Take \(a=-\frac{F+kV}{V}\) and \(b=\frac{FC_0}{V}\)

(176)#\[\begin{align} \frac{-V}{(F+kV)}\ln \left[ \frac{FC_{in}}{V} - \frac{(F+kV)}{V}C\right] &= t + \alpha\\ \ln \left[ \frac{FC_{in}}{V} - \frac{(F+kV)}{V}C\right] &= -\frac{(F+kV)}{V}t + \frac{-(F+kV)}{V}\alpha \end{align}\]

Take the last term as \(\beta\):

(177)#\[\begin{align} \frac{FC_{in}}{V} - \frac{(F+kV)}{V}C &= \exp \left[\frac{-(F+kV)t}{V} + \beta \right]\\ &=\phi \exp \left[\frac{-(F+kV)}{V}t\right]\\ \end{align}\]
(178)#\[\begin{align} C(t) &= \frac{V}{(F+kV)}\left(\frac{FC_{in}}{V} - \phi \exp \left[\frac{-(F+kV)}{V} t \right] \right)\\ C(t) &= \frac{FC_{in}}{F+kV} - \gamma \exp \left[\frac{-(F+kV)}{V} t \right] && \text{General Solution} \end{align}\]

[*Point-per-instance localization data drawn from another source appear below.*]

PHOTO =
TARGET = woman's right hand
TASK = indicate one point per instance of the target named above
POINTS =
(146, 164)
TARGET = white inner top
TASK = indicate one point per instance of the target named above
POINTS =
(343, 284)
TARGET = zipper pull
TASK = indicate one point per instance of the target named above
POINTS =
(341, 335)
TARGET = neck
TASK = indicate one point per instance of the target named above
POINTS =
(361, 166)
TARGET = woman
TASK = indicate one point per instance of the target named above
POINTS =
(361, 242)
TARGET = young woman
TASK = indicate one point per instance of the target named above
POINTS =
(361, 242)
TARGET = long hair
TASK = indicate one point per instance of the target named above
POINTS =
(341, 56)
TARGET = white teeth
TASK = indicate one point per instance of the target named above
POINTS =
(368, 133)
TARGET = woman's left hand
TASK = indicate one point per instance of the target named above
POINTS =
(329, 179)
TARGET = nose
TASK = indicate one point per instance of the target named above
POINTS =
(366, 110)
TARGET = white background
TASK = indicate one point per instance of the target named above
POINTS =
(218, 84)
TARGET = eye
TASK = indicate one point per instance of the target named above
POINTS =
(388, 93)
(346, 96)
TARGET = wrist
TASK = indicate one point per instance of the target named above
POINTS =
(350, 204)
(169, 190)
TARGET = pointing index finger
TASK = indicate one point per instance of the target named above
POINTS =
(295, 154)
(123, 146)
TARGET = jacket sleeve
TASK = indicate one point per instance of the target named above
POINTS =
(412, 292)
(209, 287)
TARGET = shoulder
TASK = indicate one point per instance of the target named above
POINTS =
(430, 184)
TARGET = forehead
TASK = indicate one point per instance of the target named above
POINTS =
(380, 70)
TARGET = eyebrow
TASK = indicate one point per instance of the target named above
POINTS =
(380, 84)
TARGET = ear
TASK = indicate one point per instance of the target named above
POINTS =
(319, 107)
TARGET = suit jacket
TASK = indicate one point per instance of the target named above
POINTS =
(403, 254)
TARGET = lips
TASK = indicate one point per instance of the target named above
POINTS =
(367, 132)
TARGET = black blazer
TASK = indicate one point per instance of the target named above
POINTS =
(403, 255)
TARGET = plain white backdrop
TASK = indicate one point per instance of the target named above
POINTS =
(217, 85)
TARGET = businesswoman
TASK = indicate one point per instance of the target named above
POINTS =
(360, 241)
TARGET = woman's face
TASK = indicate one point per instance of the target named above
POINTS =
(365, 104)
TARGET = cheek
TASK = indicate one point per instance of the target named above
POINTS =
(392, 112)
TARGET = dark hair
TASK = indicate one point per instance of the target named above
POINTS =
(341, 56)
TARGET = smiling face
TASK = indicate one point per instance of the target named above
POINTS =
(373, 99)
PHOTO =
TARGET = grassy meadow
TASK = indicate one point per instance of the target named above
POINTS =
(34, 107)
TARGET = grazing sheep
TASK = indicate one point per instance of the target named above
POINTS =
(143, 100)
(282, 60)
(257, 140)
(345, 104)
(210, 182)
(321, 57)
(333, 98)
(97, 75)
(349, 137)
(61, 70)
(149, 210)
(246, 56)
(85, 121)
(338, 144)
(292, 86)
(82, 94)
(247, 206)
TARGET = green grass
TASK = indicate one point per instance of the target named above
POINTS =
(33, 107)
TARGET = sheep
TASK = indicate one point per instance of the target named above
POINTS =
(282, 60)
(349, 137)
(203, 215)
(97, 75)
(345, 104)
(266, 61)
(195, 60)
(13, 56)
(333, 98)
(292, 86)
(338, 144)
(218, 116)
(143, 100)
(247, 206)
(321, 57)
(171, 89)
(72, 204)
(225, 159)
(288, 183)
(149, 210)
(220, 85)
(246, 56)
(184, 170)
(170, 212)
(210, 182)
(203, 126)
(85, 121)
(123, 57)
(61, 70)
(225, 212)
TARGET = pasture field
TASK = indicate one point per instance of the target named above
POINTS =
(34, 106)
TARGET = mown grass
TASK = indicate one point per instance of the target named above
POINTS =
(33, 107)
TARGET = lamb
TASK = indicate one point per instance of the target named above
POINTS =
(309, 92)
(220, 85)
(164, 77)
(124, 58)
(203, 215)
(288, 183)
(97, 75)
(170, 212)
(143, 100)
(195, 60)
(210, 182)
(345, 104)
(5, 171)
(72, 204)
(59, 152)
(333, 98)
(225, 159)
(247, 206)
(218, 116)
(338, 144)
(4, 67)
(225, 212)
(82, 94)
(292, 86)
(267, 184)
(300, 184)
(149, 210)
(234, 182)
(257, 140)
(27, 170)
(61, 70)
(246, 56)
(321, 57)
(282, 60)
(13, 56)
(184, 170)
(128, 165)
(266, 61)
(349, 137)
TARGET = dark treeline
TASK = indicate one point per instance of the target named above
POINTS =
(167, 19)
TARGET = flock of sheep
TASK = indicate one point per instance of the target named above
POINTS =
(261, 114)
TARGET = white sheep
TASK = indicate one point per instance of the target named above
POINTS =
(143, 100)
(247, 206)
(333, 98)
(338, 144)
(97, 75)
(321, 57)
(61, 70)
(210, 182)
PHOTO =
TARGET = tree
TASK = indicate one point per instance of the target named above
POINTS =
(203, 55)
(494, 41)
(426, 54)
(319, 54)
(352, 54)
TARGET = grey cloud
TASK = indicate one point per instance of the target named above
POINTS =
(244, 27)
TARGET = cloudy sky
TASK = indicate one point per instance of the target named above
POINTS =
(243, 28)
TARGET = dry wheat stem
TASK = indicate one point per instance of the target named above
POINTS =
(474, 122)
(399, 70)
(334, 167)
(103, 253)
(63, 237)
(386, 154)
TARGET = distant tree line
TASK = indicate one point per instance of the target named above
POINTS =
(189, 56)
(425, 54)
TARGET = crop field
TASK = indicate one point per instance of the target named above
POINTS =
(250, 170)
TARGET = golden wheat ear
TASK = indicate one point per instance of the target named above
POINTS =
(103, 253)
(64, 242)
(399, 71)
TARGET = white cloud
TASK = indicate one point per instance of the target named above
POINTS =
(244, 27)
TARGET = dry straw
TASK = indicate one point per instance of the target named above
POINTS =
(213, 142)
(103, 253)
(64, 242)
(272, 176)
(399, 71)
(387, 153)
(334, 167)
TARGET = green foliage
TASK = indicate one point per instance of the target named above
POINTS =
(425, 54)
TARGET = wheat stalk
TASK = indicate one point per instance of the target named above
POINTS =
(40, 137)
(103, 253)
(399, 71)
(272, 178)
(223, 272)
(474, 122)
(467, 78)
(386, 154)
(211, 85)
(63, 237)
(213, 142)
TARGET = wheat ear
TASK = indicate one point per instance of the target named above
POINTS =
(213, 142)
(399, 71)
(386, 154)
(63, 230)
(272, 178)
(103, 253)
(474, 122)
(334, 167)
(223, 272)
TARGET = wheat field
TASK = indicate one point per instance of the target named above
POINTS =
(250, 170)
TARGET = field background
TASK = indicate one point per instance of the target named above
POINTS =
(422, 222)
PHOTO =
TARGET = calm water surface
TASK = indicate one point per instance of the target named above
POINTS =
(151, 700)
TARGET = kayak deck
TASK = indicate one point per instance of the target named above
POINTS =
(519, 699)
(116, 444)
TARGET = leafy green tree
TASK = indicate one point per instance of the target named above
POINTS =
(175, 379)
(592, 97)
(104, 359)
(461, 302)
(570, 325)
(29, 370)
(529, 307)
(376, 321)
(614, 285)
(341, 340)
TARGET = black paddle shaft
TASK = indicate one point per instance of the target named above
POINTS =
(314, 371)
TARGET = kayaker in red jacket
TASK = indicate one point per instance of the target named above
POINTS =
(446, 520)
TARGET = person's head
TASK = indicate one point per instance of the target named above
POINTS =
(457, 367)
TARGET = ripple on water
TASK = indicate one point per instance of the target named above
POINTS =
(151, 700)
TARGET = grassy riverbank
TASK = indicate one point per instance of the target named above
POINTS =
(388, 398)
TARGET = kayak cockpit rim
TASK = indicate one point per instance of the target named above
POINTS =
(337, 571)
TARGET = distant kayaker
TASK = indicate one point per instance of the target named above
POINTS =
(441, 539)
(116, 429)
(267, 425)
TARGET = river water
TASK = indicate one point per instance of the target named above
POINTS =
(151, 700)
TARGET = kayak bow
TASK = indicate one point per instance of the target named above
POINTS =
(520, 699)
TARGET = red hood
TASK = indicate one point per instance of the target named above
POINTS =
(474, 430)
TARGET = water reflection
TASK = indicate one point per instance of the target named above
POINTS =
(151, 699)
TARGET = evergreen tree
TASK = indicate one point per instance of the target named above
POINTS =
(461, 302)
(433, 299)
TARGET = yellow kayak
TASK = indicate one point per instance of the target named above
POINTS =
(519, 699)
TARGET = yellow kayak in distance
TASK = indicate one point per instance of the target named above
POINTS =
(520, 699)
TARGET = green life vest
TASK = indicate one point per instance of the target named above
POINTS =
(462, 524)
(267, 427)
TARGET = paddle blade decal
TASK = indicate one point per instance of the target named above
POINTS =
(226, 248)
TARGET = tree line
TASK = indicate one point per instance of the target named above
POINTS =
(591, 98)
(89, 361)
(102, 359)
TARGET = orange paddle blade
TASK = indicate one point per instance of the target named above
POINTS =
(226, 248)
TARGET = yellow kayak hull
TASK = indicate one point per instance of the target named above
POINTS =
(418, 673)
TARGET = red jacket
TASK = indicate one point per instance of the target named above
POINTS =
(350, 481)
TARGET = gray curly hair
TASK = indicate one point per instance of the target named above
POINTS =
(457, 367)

  • Find \(\gamma\) with I.C. \(C(t=0) = C_0\) which is what the CSTR is charged with; doesn’t have to be equal to \(C_{in}\)

(179)#\[\begin{align} C(0) = C_0 &= \frac{FC_{in}}{F+kV} - \gamma \exp(0)\\ \gamma &= \frac{FC_{in}}{F+kV} - C_0 \end{align}\]
(180)#\[\begin{align} C(t) &= \frac{FC_{in}}{F+kV} - \left(\frac{FC_{in}}{F+kV}-C_0 \right) \exp \left[-\frac{(F+kV)}{V}t \right]\\ C(t) &= \frac{FC_{in}}{F+kV}\left(1 - \exp \left[-\frac{(F+kV)}{V}t \right] \right) + C_0 \exp \left[-\frac{(F+kV)}{V}t \right] && \text{specific solution} \end{align}\]

Check : Does \(C(0) = C_o\)? (yes)
Does \(C(t)\) as \(T\rightarrow \infty\) = \(\frac{F}{(F+kV)}C_{in}\)? (yes!)